Nella giornata di giovedì, in Belgio, un’operazione di polizia si è conclusa con la morte di due jihadisti. L’azione degli agenti ha scongiurato un nuovo attentato, ma non dobbiamo farci illusioni. Ci saranno nuovi tentativi in Europa, e inevitabilmente alcuni di essi avranno successo.

Di questo passo è probabile che un giorno o l’altro, davanti all’ennesimo bagno di sangue, qualcuno in Francia e nel resto dell’Unione proporrà di non immischiarsi più nei conflitti del mondo arabo, di lasciare gli islamici alle loro guerre e di permettere che i fanatici conquistino il Medio Oriente e il Sahel, perché in fondo non sono problemi nostri.

Qualcuno penserà che è una proposta sensata, ognuno per sé e dio per tutti. Il problema è che viviamo nel ventunesimo secolo, non nel quindicesimo o nel diciannovesimo e nemmeno nel ventesimo secolo. Il mondo è uno solo, gli stati musulmani e l’Europa sono intimamente legati e la storia dei nostri paesi è un’unica storia dai tempi dell’impero romano. Le conquiste arabe, le crociate, la colonizzazione, l’immigrazione e la riduzione delle distanze provocata da comunicazioni sempre più rapide ha ridotto il Mediterraneo a ciò che in fondo è sempre stato negli ultimi duemila anni: un lago interno.

Potremmo disinteressarci dell’Iraq e della Siria, del Mali e della Nigeria.

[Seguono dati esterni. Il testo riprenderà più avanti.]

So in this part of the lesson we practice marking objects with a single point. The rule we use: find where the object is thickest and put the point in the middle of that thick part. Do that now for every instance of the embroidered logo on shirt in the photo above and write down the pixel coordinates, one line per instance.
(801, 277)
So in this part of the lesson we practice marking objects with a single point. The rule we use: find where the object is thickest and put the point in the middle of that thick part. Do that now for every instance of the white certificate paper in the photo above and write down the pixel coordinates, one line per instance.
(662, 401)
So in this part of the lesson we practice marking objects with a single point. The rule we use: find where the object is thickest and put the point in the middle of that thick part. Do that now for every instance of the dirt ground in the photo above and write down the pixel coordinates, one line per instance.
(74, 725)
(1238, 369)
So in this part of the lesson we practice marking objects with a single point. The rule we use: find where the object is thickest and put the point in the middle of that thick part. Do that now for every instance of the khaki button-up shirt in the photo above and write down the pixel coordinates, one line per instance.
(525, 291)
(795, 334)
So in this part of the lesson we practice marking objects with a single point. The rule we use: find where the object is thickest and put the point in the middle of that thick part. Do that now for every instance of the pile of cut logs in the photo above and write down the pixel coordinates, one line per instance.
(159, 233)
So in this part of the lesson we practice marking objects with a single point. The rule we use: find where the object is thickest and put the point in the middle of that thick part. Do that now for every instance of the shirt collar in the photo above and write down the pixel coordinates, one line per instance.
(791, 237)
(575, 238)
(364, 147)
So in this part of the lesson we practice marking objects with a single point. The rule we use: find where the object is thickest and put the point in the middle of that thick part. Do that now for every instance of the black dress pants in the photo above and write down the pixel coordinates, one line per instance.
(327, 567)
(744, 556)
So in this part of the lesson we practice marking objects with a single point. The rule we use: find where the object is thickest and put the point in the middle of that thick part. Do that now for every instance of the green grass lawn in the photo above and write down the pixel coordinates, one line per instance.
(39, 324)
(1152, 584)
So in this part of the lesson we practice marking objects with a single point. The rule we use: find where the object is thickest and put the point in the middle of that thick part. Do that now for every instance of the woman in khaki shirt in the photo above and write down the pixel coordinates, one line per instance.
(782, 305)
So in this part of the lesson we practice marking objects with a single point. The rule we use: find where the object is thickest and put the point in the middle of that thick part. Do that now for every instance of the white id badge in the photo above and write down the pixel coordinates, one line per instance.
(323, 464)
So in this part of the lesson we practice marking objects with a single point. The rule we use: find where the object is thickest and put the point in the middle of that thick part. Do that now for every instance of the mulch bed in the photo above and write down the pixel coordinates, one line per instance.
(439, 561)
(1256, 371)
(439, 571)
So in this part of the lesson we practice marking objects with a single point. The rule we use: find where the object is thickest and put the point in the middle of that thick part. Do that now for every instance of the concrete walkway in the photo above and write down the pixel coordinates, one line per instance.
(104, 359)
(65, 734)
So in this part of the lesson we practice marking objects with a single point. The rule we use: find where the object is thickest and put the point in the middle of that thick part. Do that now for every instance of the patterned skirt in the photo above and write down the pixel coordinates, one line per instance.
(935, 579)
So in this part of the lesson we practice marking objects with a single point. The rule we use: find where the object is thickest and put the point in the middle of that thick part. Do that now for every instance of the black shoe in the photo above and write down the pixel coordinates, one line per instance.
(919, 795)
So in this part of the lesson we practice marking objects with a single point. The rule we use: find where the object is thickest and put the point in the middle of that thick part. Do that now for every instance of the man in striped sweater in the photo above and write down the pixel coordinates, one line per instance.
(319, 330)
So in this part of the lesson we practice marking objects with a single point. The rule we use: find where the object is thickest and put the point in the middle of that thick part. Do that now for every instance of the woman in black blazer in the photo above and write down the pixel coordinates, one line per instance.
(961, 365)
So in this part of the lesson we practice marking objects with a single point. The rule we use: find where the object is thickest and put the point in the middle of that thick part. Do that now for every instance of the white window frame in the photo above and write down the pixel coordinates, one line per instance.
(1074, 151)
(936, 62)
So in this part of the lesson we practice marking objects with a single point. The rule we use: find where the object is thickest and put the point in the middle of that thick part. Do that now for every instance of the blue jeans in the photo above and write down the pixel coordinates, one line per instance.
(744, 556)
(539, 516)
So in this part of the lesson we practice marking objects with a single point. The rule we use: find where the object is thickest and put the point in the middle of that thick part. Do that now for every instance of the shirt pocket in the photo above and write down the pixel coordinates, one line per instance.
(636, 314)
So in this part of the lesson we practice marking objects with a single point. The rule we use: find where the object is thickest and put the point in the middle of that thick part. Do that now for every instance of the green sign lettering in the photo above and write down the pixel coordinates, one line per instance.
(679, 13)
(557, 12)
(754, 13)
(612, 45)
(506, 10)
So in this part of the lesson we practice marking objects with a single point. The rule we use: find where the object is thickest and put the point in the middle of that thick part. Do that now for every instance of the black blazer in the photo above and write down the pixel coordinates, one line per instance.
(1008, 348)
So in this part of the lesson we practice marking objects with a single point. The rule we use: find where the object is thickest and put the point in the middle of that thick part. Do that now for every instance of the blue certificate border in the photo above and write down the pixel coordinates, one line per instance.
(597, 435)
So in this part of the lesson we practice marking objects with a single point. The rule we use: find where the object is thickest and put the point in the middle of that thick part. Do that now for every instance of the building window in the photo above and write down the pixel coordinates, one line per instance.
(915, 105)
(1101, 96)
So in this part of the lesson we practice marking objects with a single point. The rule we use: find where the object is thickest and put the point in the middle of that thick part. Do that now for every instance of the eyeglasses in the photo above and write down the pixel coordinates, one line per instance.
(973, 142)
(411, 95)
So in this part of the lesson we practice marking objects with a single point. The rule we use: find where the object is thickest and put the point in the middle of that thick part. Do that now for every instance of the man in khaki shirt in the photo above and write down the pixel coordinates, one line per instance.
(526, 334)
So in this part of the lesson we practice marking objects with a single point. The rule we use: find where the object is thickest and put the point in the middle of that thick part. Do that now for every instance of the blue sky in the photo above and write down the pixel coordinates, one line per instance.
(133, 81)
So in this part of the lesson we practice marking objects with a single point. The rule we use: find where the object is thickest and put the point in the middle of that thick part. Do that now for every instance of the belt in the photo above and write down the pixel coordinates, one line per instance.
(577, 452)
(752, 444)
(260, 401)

Potremmo smettere di lasciarci coinvolgere, investire denaro e perdere vite umane. Ma cosa accadrebbe se davvero lo facessimo?

Per prima cosa i rifugiati in pericolo di vita arriverebbero sulle nostre coste a centinaia di migliaia, forse milioni. La destabilizzazione del Sahel scatenerebbe il caos in Maghreb, a pochi chilometri dalle coste europee. Al confine con l’Europa, la Turchia sarebbe trascinata in questo conflitto ancor più di quanto non lo sia già adesso. Lungi dal proteggerci, la nostra inazione ci penalizzerebbe molto più del nostro impegno.

Questo punto di vista è stato illustrato giovedì da François Hollande, che in occasione di una riunione dell’Istituto del mondo arabo, a Parigi, ha portato l’esempio della crisi siriana. Nonostante gli avvertimenti della Francia, gli Stati Uniti e il resto dell’Europa non hanno voluto punire Damasco per l’uso di armi chimiche colpendo le sue strutture militari.

Anziché essere costretto al tavolo dei negoziati, il regime ha raddoppiato la ferocia nello scontro con i ribelli. Inizialmente in maggioranza, gli insorti democratici sono stati annientati dall’azione combinata dell’esercito siriano e dei jihadisti che avevano buon gioco a dire che non ci si poteva fidare di democrazie che abbandonavano i democratici.

Da allora il numero di rifugiati è aumentato, i jihadisti dello Stato islamico hanno guadagnato terreno in Iraq dopo essersi rafforzati in Siria e l’occidente si è ritrovato impantanato in una guerra e colpito dagli attentati. Tutto perché ha deciso di non intervenire. Il mondo è uno solo, e il caos degli stati musulmani è anche il nostro.